L'opera si pone nell'orizzonte del trattato scientifico, ma dopo aver descritto il morbo nei suoi aspetti generali, nei suoi effetti, nel suo decorso, nelle sue soluzioni negative (morte) o positive (guarigione) e aver sostenuto il discorso con gli esempi tratti dalla propria esperienza e ricorrendo talvolta anche alla statistica, Ria pone alla fine il proprio lavoro in una visuale pedagogica[26]; sostiene infatti di aver scritto "col fervente disio di giovare alla scienza ed alla umanità"[27].
Tuttavia la duttilità dell'opera permette di collocarla nell'habitat delle opere narrative, più precisamente di quelle del resoconto di viaggio:[26]
... non vo', né presumo fare del colera un completo lavoro scientifico e piuttosto somigliomi a viaggiatore che notando nel suo taccuino le rarità dei luoghi visitati vi pone in fronte Impressioni.[28]
Alla fine della Lettera XI ribadisce proprio questo aspetto:
Credo avere così tracciato le tre variazioni del colera fra noi sotto l'impeto di tre venti e non aspiro alla superbia di averle scolpite, come dovrebbesi, perché, ripeto, io scrivo su queste pagine le Impressioni del viaggiatore.[29]
Le teorie di Ria sulla diffusione del morbo
[modifica | modifica wikitesto]Da secoli i medici, nel caso del colera come delle altre malattie infettive, erano divisi dal punto di vista teorico in miasmatici e contagionisti. I primi ritenevano che le malattie epidemiche venissero diffuse dall'aria corrotta, ovvero dai miasmi, prodotto della decomposizione di materiale organico; i secondi, al contrario, erano convinti che il morbo si trasmettesse dall'uomo malato al sano, ma siccome non riuscivano a individuare il fattore di contagio, venivano perlopiù ignorati.[30]
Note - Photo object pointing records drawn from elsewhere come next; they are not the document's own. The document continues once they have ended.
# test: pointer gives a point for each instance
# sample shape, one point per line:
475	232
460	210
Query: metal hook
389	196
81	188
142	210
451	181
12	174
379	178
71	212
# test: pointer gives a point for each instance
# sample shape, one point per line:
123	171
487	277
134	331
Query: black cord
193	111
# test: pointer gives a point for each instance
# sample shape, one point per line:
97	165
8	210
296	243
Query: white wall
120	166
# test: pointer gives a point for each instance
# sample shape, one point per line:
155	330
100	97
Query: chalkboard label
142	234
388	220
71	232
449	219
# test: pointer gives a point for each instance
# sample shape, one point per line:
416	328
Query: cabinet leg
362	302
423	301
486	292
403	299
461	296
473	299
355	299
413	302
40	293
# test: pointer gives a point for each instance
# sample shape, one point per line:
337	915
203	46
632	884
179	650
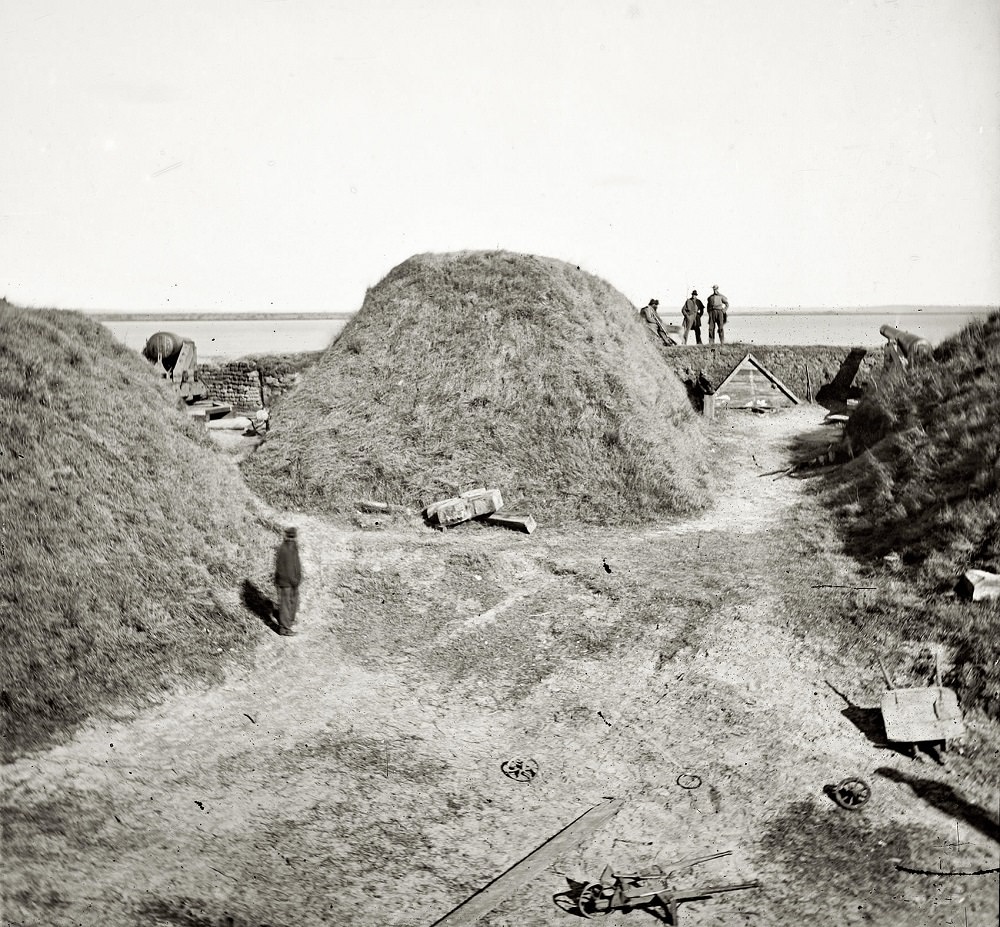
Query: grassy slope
123	530
495	369
927	487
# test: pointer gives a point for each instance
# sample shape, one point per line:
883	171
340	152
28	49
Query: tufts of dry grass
925	486
124	532
495	369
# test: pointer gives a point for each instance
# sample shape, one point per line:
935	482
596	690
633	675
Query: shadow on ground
261	604
869	722
946	799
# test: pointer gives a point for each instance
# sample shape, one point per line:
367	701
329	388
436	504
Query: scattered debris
469	505
382	508
475	503
850	793
978	585
522	872
523	523
228	423
631	890
259	423
922	714
519	770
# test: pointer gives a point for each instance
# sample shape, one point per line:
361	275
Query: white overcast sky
285	154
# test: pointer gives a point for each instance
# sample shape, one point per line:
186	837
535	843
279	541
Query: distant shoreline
343	316
214	316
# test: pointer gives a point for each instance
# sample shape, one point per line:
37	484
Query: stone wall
816	373
236	382
253	383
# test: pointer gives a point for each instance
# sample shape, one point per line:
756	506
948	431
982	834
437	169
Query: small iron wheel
594	899
851	793
519	770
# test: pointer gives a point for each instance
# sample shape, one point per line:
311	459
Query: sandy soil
353	774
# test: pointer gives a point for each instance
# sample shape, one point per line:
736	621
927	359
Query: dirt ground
353	774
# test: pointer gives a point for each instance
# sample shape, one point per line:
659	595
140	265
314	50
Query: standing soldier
651	316
287	576
717	315
692	311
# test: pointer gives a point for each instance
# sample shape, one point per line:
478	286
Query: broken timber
468	505
521	873
978	585
511	520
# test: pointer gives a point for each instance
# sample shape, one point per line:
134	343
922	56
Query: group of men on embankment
692	312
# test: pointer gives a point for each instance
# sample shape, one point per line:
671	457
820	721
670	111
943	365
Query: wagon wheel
594	899
851	793
519	770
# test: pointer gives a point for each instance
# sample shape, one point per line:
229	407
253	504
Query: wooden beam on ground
521	873
471	504
512	520
978	585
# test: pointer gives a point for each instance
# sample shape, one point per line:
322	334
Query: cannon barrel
912	346
165	347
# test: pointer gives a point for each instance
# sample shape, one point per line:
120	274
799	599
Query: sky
284	155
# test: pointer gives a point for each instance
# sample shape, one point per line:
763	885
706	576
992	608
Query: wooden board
979	585
521	873
915	715
513	520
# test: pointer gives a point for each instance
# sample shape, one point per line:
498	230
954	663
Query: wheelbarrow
626	891
923	714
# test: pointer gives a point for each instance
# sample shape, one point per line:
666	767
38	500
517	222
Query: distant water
235	339
280	336
854	328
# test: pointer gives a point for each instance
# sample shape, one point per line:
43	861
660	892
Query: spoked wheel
851	793
519	770
594	899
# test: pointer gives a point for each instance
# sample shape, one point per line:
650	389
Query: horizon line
187	315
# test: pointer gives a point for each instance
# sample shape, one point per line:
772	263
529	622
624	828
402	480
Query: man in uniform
287	576
717	315
692	311
651	316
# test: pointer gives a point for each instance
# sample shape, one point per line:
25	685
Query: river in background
238	338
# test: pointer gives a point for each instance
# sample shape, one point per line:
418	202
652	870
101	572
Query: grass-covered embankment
124	531
489	369
925	486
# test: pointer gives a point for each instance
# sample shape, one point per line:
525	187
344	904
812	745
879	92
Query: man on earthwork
651	316
717	315
692	311
287	576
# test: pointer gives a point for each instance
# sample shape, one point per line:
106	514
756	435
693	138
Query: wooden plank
925	713
979	585
471	504
512	520
521	873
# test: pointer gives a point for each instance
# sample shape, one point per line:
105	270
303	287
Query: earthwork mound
125	534
491	369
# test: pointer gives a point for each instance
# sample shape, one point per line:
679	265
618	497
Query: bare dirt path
352	776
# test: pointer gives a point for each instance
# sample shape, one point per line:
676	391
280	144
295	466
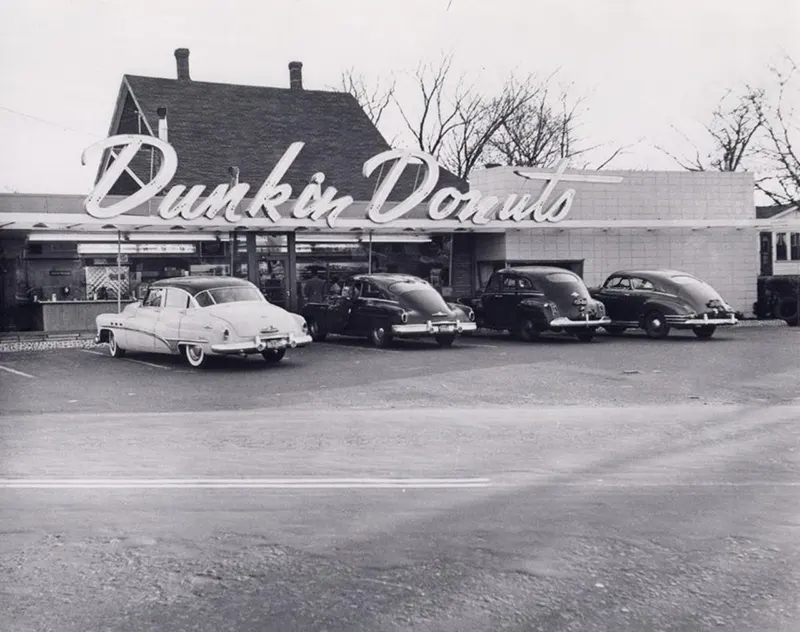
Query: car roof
536	270
195	285
387	278
663	275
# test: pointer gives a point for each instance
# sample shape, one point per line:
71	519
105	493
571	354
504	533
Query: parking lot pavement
758	365
582	518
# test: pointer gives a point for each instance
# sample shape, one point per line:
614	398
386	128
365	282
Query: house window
780	247
794	247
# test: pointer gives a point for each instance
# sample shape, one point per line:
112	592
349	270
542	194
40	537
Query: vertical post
119	272
232	251
291	272
252	258
450	263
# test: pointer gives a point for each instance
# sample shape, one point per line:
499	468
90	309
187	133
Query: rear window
683	279
562	277
401	287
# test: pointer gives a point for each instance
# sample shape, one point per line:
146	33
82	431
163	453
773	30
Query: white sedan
200	317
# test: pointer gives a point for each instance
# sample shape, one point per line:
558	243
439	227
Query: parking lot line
246	483
105	355
15	372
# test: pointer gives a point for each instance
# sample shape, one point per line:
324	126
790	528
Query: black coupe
660	300
384	307
530	300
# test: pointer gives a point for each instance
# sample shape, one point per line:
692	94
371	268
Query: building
780	245
279	185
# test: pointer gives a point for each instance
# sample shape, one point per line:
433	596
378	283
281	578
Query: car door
612	295
507	306
368	310
142	325
641	292
168	325
492	299
340	310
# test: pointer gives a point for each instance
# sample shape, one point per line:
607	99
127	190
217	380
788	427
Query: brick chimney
296	75
163	130
182	60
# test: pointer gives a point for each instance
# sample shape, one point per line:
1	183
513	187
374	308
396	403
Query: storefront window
780	247
795	246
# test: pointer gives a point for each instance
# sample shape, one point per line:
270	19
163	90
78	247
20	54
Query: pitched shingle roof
213	126
767	212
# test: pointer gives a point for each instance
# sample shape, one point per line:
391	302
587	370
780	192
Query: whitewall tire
195	355
113	348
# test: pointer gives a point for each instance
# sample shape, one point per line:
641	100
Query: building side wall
726	258
644	195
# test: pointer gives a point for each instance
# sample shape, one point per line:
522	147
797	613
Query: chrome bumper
430	328
259	344
699	322
563	321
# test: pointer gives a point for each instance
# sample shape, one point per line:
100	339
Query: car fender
537	309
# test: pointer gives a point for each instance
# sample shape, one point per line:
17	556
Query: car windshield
684	279
566	282
227	295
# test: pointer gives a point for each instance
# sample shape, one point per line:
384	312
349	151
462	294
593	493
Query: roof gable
213	126
774	211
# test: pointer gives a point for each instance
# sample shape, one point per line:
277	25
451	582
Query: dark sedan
660	300
530	300
384	307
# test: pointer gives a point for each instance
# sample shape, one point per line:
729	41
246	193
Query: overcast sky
643	65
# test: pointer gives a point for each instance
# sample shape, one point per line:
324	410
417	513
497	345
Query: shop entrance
272	279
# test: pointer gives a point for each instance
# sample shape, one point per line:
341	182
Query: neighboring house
216	126
780	247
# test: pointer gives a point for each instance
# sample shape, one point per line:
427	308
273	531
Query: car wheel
195	356
705	331
584	336
316	333
113	348
445	340
379	337
655	325
526	330
273	356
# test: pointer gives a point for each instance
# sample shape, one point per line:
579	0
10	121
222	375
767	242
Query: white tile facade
725	257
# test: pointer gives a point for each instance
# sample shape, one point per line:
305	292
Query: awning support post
119	272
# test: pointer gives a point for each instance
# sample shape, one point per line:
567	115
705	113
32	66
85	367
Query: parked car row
202	317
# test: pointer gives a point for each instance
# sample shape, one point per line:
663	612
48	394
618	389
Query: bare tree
780	147
733	133
462	127
373	101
La disputa tra coloro che ritenevano il colera contagioso o epidemico vide il dottor Ria incerto e in una curiosa posizione mediana che assume entrambe le ipotesi cercando di conciliarle[31]:
...io crederei (...) il colera contagioso ma non come della scabbia e della sifilide in cui il contatto è tutto, piuttosto diciamo contagioso perché esso migra da un luogo all'altro se le persone o le cose lo traducono. (...) E però io credo il colera non contagio né epidemia in tutto perché comincia da quello, si converte in questa ed ha bisogno nell'individuo di peculiari condizioni che senza nascondersi sotto il generico velame della misteriosa predisposizione si traducono nei quattro elementi igienico, dietetico, atmosferico e anco morale; la somma dei quali o di alcuni è la causa determinante perché nell'individuo esposto all'influenza si sviluppi il male.[32].
Con onestà scientifica Ria ammetteva di non sapere se fossero cellule, spore o miasmi a diffondere il contagio, ma non poteva negare che dovesse essere introdotto in una città da persone o oggetti che recassero in sé qualcosa, di cui ancora non sapeva spiegare la natura. Il colera così importato produceva nell'aria un miasma o qualcos'altro che fecondava se le condizioni locali o individuali lo permettevano.[33]
Infatti riteneva che il germe causa del morbo non migrasse da una persona ad un'altra ma che fosse presente nell'aria e, una volta respirato dall'individuo si incubasse e si manifestasse se condizioni igieniche, dietetiche ed atmosferiche fossero state favorevoli al suo sviluppo.[34]
Se nel colera tutto fosse stato dovuto solo al contagio, di conseguenza, affetto un solo membro della famiglia, tutta questa avrebbe dovuto contrarre la malattia; ciò non veniva riscontrato se non in alcuni casi. Durante molte visite Ria aveva notato che in molte famiglie, benché tutti dormissero nello stesso letto del coleroso, il contagio non avveniva. Egli stesso, insieme ai suoi infermieri, aveva respirato la stessa aria del malato, lo aveva toccato eppure non aveva manifestato sintomi.[35]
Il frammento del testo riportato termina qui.